Abiotic elimination of PCP
Soil samples were sterilized (2 h, 120 kPa) in order to inactivate the indigenous microorganisms to allow for determination of the abiotic changes. Other conditions were the same as in the biodegradation experiment.
Extraction of PCP and purification of the extract
After bioremediation, the samples were transferred into a separation funnel and pH was adjusted to 3–5. An acidic solution was extracted twice with 15 ml of n-hexane. If organic layer foamed, 1 ml of acetone was added and the sample was gently stirred. Organic layers from both extractions were placed into a 100 ml separation funnel, which allowed for efficient phase separation. The hexane phase was poured through anhydrous Na2SO4 into a 100 ml flask fitted with a ground-glass stopper. The solvent was completely evaporated on a rotary vacuum evaporator at 40–45°C. Methanol was added to the residue left after evaporation and the sample was analyzed by HPLC (LC-10AT VP, Shimadzu). HPLC conditions: A WATREX 250 × 4 mm column packed with Nucleosil 120-5 C18; mobile phase methanol:acetic acid:water (90:10:1), flow 0.73 ml min−1, spectrophotometric detection, sensitivity 1 V/2.5 A.
CFU detection
One gram out of a soil homogenate sample was mixed with 3 ml of sterile distilled water and diluted to 104 and 105 times. For each experiment, three sets of samples were used. About 125 μl of a diluted soil extract was applied to Petri dishes with Thornton agar and incubated for 5 days at 28°C. Number of CFUs was evaluated applying the colony counter.
Thornton agar
Thornton agar is a suitable solid medium for cultivation of soil bacteria. About 5 g KNO3, 1 g K2HPO4, 0.2 g MgSO4, 0.1 g CaCl2, 0.1 g NaCl, 0.002 g FeCl3, 0.5 g aspartic acid, and 1 g mannitol were dissolved in 1 l of distilled water. The value of pH was adjusted to 7.5 by NaOH, 15 g of agar was added, sterilized (20 min, 120 kPa), and after cooling to 40°C applied to sterile Petri dishes.

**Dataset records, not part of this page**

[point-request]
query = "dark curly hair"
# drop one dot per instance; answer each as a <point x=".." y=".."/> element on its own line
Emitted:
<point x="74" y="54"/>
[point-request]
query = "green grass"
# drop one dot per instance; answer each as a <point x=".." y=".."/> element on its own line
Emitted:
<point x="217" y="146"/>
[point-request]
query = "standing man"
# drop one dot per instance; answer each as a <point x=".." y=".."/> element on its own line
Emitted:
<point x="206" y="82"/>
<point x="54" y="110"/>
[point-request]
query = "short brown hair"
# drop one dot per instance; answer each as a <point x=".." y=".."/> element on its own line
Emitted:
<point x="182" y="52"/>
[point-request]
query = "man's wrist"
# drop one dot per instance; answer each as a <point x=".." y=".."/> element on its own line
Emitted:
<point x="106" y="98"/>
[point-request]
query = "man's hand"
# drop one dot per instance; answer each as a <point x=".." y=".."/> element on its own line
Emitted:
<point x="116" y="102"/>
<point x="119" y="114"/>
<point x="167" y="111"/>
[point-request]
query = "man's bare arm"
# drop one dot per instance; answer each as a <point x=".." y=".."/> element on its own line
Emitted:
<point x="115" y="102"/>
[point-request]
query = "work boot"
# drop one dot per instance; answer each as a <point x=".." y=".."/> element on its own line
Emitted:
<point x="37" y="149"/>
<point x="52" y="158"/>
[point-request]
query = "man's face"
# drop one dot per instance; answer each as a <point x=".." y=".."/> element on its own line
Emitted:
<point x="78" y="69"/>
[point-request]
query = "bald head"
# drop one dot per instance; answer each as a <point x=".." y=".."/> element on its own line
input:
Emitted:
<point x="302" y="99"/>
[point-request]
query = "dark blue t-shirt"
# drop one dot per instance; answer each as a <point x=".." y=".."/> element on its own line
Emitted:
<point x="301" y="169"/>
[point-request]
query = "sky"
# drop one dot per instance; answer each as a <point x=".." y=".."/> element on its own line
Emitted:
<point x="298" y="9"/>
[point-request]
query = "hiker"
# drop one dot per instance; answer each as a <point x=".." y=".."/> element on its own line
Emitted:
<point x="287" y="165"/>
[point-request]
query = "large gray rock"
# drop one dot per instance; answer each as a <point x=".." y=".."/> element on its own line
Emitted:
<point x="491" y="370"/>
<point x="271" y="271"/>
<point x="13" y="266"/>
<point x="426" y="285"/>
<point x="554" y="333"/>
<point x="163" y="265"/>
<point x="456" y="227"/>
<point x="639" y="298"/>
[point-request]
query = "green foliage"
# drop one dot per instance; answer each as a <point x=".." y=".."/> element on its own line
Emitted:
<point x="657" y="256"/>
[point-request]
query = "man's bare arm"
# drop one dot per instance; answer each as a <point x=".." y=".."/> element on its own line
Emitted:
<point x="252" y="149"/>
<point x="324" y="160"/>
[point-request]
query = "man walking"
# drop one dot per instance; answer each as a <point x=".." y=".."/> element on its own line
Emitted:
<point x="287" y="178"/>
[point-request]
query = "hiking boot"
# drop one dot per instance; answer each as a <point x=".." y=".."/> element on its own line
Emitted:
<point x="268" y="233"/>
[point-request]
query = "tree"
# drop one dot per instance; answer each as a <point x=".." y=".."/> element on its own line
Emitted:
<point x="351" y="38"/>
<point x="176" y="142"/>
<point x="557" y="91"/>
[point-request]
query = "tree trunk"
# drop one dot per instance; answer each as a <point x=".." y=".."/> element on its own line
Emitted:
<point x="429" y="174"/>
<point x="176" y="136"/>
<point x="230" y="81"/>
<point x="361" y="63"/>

Toxicity test using Lemna minor
Soil ecotoxicity was assessed applying duckweed Lemna minor growth-stimulation test (ISO 20079 2005). The biotests were carried out in 150 ml flasks filled with 100 ml Steinberg medium and soil. The value of pH was adjusted to 5.5 ± 0.2. Inoculum of L. minor used for each flask contained 10–12 fronds taken only from the plants with two or three fronds. Three control replicates and two slurry replicates were used. Tests were carried out in a climatic exposure test cabinet, calibrated at 25 ± 2°C with light intensity adjusted to 6,500 Lux. Duration of the test was 7 days. Number and area of the fronds were determined and images of the beakers were taken for analysis at the beginning of test and on the 2nd, 4th, and 7th days. Measurements and evaluations were performed using the digital image analysis system Scanalyzer (LemnaTec, GmbH, Germany). The growth-rate in the samples was compared with that observed in the control experiment, and the concentration resulting in a specific rate of growth inhibition was determined.
Results and discussion
The experiments described in this contribution are based on our recent results obtained at the determination of adsorption, desorption, and retention characteristics of OMC and lignite as potential sorbents used for decontamination of chlorophenols (Dercová et al. 2006; 2007). The previous biodegradation experiments showed different PCP degradation potentials of the indigenous (autochthonous) soil bacteria in different types of soil.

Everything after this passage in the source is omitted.